The extent of the problem is unclear, but it raises questions about the accuracy of official estimates of the size of the plume and the speed with which it might be moving toward municipal drinking water wells, according to one of the leading critics of cleanup efforts.
The problem, first detected in groundwater samples collected nearly three years ago, has increased recently, according to Tom Blaine, director of the New Mexico Environment Department’s Environmental Health Division.
Tiny gas bubbles found in some water samples have the effect of masking some of the contamination, leading to samples that in lab tests show lower levels of contamination than actually present, according to a June 27 letter from Blaine to Air Force officials. Contaminants can evaporate out of the water and into the bubbles, reducing the concentration of the dangerous chemicals left behind in the water sample. The problem is especially serious when trying to measure low levels of contamination at the edge of the spreading groundwater contamination, Blaine said in an interview.
No one has been able to determine where the gas bubbles are coming from, though they most likely were created when the groundwater sampling wells were drilled or are being somehow introduced when workers are collecting water samples to be tested, according to correspondence between the Air Force and the New Mexico Environment Department about the problem.
Air Force officials, while acknowledging the problem could lead to misleading groundwater sampling results, say the issue is not serious enough to change their basic conclusions about the extent of the contamination.

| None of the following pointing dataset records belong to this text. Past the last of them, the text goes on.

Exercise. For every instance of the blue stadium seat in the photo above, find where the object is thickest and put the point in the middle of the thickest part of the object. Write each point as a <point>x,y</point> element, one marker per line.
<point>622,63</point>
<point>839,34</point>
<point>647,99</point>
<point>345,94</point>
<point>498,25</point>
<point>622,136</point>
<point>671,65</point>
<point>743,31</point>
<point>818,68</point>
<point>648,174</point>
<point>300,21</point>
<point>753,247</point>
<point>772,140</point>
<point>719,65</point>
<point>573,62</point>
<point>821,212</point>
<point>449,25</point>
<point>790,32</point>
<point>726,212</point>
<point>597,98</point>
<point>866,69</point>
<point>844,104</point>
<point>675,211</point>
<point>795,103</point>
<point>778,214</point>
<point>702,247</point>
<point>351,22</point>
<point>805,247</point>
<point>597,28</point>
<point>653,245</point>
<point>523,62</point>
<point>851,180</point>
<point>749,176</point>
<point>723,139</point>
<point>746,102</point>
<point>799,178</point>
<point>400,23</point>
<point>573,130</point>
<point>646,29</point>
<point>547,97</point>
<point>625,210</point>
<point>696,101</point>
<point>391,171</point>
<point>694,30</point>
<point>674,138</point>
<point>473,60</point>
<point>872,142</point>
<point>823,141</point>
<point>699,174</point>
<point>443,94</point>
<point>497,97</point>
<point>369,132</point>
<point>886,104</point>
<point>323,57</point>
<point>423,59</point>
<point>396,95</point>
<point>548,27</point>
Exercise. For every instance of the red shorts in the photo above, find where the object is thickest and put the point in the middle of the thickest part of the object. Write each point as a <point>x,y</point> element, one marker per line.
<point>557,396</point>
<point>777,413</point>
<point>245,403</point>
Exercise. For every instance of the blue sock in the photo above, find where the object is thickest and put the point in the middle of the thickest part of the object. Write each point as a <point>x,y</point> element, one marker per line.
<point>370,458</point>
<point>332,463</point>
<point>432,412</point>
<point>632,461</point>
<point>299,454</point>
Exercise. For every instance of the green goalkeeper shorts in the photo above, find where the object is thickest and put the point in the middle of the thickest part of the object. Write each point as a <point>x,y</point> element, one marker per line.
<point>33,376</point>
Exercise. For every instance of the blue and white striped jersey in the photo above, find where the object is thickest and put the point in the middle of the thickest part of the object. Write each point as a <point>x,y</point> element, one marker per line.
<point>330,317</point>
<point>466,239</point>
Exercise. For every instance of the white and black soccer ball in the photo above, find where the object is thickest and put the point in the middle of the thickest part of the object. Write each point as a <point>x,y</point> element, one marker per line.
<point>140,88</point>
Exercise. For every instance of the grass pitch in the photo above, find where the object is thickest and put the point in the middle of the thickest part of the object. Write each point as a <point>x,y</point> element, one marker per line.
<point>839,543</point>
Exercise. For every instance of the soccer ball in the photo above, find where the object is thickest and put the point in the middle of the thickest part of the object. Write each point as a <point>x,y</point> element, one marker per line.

Wayne Bitner, head of Kirtland’s environmental program, said the Air Force and its cleanup contractors are working to try to find and eliminate the source of the bubbles. Bitner said the number of samples taken that have no bubbles in them is nevertheless sufficient to understand the extent of the contamination.
Dave McCoy of the Albuquerque group Citizen Action, who has been monitoring the bubble problem for the past two years, disagrees, arguing that the gas bubble problem means the Air Force and state regulators may lack a clear picture of the extent of the contamination. “You’re not really aware of the full extent,” McCoy said in an interview.

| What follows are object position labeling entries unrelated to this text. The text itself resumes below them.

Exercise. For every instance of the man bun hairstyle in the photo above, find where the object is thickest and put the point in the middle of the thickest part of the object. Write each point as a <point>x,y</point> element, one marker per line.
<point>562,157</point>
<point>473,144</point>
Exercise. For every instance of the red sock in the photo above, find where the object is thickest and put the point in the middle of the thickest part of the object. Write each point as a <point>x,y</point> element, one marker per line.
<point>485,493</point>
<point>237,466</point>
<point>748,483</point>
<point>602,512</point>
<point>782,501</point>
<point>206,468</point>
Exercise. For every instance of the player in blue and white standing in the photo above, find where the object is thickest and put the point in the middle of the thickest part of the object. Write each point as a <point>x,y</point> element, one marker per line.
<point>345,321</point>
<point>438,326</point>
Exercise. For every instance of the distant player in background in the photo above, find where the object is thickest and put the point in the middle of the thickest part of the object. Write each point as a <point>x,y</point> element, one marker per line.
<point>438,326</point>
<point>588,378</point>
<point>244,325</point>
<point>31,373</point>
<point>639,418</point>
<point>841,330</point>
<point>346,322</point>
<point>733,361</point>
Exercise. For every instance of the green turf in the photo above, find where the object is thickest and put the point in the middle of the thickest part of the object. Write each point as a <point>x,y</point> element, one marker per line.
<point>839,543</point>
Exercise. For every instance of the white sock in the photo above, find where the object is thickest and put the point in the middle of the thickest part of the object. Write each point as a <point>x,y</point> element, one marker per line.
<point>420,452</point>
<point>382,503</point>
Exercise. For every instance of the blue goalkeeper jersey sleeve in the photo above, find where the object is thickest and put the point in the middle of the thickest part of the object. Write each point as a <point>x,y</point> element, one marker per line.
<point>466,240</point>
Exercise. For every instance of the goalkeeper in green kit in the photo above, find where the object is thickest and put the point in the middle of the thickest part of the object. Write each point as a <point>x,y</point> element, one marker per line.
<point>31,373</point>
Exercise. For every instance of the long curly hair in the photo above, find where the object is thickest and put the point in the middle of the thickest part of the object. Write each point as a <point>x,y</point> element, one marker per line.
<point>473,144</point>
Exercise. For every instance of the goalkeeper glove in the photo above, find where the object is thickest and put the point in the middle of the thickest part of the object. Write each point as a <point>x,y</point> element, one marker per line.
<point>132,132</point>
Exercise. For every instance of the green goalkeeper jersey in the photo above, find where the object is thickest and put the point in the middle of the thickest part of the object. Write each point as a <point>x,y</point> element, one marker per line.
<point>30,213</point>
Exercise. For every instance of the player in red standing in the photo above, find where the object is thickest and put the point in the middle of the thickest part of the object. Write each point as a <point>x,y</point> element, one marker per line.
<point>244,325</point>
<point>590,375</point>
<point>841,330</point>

Kirtland in 1999 discovered that an underground pipe in the base’s aircraft fueling area had been slowly leaking, likely for decades. Scientists have estimated that between 6 million and 24 million gallons of fuel spilled before the problem was discovered and the leak shut down. Groundwater beneath a southeast Albuquerque neighborhood a mile from the site of the initial leak is contaminated. The mess is spreading northeast toward the water utility’s nearest well. Ethylene dibromide, a possible cancer-causing chemical once used as a fuel additive, has been detected about two-thirds of a mile from the nearest drinking water well.
Scientists working for the agencies dealing with the problem have estimated it could take anywhere from 5 to 40 years for the ethylene dibromide to reach the nearest drinking water well. But McCoy, who has long complained that those estimates are based on inadequate data, cautioned that the gas bubble problem further calls the estimates into question.
The increasing concern about the gas bubble problem comes as Air Force officials are scrambling to meet cleanup deadlines agreed to last August. Although a long-term cleanup plan has not been developed, the Air Force committed at that time to taking interim steps to try to slow the spread of contamination. In June, the state rejected the Air Force’s proposed approach to halting the spread of contamination toward Albuquerque drinking water wells, and the Air Force is now working on a revised version.
The Air Force has an open house and public meeting scheduled today to provide an update on those efforts. An “info fair” is scheduled to begin at 4:30 p.m. at the Cesar Chavez Community Center, 7507 Kathryn SE, followed at 5:30 p.m. by Kirtland’s quarterly Citizens Advisory Board meeting. The meeting is open to the public.